Pour le maître de jeu - pardon, la Divine Rose Tremière ! - la tâche est donc d'autant plus compliquée. Une fois la multitude de concepts correctement intégrés, il faudra composer avec les actions des joueurs, lesquelles deviendront de plus en plus difficiles à gérer au fur et à mesure que ces derniers saisiront l'infinité de possibilités offertes par le jeu. Il devra jouer tant avec les diverses forces en présences - Nobilis, Imperators, tourmenteurs, Seigneur Ténébreux - qu'avec la multitude de mondes et de conceptions de la réalité proposées, tout en gardant un sens de l'improvisation développé ainsi qu'une faculté de roleplay conséquente.
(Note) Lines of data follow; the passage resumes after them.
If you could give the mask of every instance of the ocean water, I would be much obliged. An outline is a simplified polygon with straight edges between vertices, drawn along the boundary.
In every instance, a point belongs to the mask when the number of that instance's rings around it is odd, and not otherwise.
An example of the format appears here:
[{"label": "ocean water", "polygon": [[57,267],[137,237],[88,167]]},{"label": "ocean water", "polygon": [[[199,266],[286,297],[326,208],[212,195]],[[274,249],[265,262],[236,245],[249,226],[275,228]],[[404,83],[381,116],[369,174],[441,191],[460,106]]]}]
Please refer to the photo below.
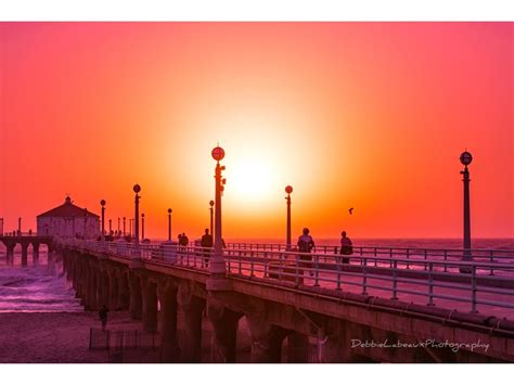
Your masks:
[{"label": "ocean water", "polygon": [[[340,239],[320,238],[311,234],[317,246],[338,246]],[[350,236],[351,238],[351,236]],[[293,244],[297,236],[293,236]],[[462,249],[462,239],[377,239],[377,238],[351,238],[355,247],[401,247],[401,248],[452,248]],[[248,242],[248,243],[284,243],[279,239],[228,239],[227,242]],[[514,251],[514,239],[473,239],[472,248]]]},{"label": "ocean water", "polygon": [[[462,248],[460,239],[354,239],[354,246]],[[227,242],[283,243],[272,239],[227,239]],[[293,242],[295,242],[293,240]],[[317,245],[336,246],[338,239],[316,239]],[[514,251],[514,239],[475,239],[473,248]],[[5,266],[5,247],[0,243],[0,312],[81,311],[79,299],[66,281],[62,265],[48,265],[46,247],[41,247],[39,266],[31,261],[21,268],[21,248],[14,252],[14,267]]]},{"label": "ocean water", "polygon": [[21,251],[14,252],[14,266],[5,266],[5,249],[0,248],[0,312],[82,311],[80,300],[64,277],[62,265],[48,265],[47,251],[40,251],[34,266],[21,267]]}]

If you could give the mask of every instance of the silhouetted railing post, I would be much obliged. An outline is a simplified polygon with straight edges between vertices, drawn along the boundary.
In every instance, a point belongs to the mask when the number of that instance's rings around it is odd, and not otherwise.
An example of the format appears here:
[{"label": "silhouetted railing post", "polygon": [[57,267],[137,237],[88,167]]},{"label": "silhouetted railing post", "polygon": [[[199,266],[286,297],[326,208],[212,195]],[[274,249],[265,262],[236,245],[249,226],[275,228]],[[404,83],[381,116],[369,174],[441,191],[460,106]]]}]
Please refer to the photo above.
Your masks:
[{"label": "silhouetted railing post", "polygon": [[390,299],[398,299],[397,290],[398,290],[398,272],[397,272],[397,260],[395,260],[393,270],[393,297]]},{"label": "silhouetted railing post", "polygon": [[472,266],[472,312],[477,312],[476,310],[476,265]]},{"label": "silhouetted railing post", "polygon": [[434,264],[429,262],[428,267],[428,306],[434,306]]},{"label": "silhouetted railing post", "polygon": [[[470,171],[467,165],[473,161],[473,156],[467,151],[461,154],[461,163],[464,165],[462,181],[464,182],[464,255],[462,260],[472,260],[471,255],[471,220],[470,220]],[[470,270],[461,268],[461,272],[468,273]]]}]

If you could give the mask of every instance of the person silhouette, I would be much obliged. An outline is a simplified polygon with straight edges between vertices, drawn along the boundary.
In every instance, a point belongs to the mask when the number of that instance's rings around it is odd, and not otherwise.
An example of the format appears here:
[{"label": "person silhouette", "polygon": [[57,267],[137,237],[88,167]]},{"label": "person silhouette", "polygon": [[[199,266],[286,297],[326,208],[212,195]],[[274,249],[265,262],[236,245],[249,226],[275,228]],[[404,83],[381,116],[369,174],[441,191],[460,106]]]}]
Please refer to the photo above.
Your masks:
[{"label": "person silhouette", "polygon": [[[209,229],[205,229],[205,234],[202,235],[201,245],[204,248],[204,261],[205,267],[209,266],[209,253],[213,247],[213,235],[209,234]],[[202,264],[203,266],[203,264]]]},{"label": "person silhouette", "polygon": [[100,321],[102,321],[102,332],[105,332],[105,326],[107,325],[107,313],[108,309],[104,305],[99,311]]},{"label": "person silhouette", "polygon": [[[340,252],[339,254],[340,255],[351,255],[354,254],[354,245],[351,243],[351,240],[346,236],[346,231],[343,231],[340,233]],[[350,258],[349,257],[342,257],[340,258],[343,264],[349,264],[350,262]]]},{"label": "person silhouette", "polygon": [[309,235],[309,229],[304,228],[303,234],[298,238],[298,252],[300,252],[300,259],[307,262],[301,264],[304,268],[309,269],[309,274],[312,277],[314,273],[310,270],[312,268],[312,256],[308,255],[314,247],[314,241]]}]

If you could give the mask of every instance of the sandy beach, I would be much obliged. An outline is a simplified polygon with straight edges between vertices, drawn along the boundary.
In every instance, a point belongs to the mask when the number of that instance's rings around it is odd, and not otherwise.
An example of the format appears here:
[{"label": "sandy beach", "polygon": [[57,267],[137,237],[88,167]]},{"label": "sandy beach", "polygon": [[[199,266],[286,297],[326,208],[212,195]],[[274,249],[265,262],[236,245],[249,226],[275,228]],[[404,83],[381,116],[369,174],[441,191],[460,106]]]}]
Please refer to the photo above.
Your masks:
[{"label": "sandy beach", "polygon": [[[89,350],[90,328],[101,328],[98,312],[0,313],[0,362],[107,362],[106,350]],[[107,328],[142,330],[142,323],[127,311],[113,311]]]}]

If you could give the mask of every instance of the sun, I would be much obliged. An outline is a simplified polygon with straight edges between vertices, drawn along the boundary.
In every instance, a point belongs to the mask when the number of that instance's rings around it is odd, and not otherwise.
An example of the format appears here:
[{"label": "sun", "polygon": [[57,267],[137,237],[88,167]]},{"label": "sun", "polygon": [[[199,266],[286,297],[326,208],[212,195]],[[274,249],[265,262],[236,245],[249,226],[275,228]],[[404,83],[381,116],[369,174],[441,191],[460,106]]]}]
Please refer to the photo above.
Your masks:
[{"label": "sun", "polygon": [[[272,181],[268,165],[249,161],[233,166],[227,175],[227,191],[241,201],[259,201],[269,195]],[[232,194],[233,192],[233,194]]]}]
Bref, être une Divine Rose Tremière s'avère fatigant, aussi bien physiquement qu'intellectuellement. A noter enfin que dans les faits, Nobilis trouve tout de même plus de substance dans une utilisation en semi-réel - dans un style murder-party par exemple - que sur une table de jeu classique, la multiplication des intervenants donnant au jeu proportionnellement plus de saveur.
Pour parfaitement compléter ce background totalement hors-normes, Nobilis se devait de posséder un système de jeu sortant également des canons traditionnels ; c'est ainsi un système diceless (sans utilisation de dés) qui est proposé par Rebecca S. Borgstrom. Paradoxalement, là où le cadre du jeu s'avère réellement difficile à appréhender, son système est d'une simplicité et d'une fluidité particulièrement remarquable. Chaque personnage est ainsi caractérisé par une faiblesse connue de tous les autres participants, lesquels peuvent appuyer dessus pour obtenir ce qu'ils désirent ; si le joueur joue le défaut de son Nobilis, il gagnera des points de pouvoir renforçant sa puissance - et lui permettant de créer des effets "magiques" - sinon, il sera condamné à rester une divinité limitée ne pouvant agir que de manière très parcellaire sur son fragment de la réalité. En mettant en balance ses objectifs avec les pertes occasionnées par son défaut, chaque joueur restera donc totalement maître du destin de son personnage.
La conclusion de Vincent L. à propos du Jeu de rôle : Nobilis [2001]
Nobilis est un jeu de rôle totalement hors-norme, et cela aussi bien dans le fond que sur la forme. Il n'est donc pas conçu pour plaire au plus grand nombre, mais au contraire pour aller chercher un public de niche bien précis en quête de jeux complètements barrés. Amis fous furieux qui pensaient déjà que l'on pouvait aller encore plus loin que le concept proposé dans Ambre, jetez-vous sur Nobilis, car celui-ci risque de combler vos espérances les plus folles. Bien sur, il y a une sacrée contrepartie à cette fulgurante réussite, en ce que le jeu est difficile à appréhender, peu aisé à expliquer à des joueurs, et surtout presque impossible à mettre en place sauf, si, bien sur, vous avez la chance d'avoir autour de vous des joueurs aussi dingues que vous. Si ce n'est pas le cas, Nobilis risque de rester un objet de fantasme coincé dans votre bibliothèque, à prendre la poussière...
On a aimé
- Concept de base totalement hors normes,
- Background riche et original,
- Des possibilités de jeu immenses,
- Système diceless bien pensé,
- De grandes qualités formelles,
- Du roleplay, du roleplay !!!!
On a moins bien aimé
- Vraiment difficile à mettre en place,
- Verbeux, et parfois chiant à appréhender,
- Des illustrations rares et très inégales,
- Sans intérêt en one-shot.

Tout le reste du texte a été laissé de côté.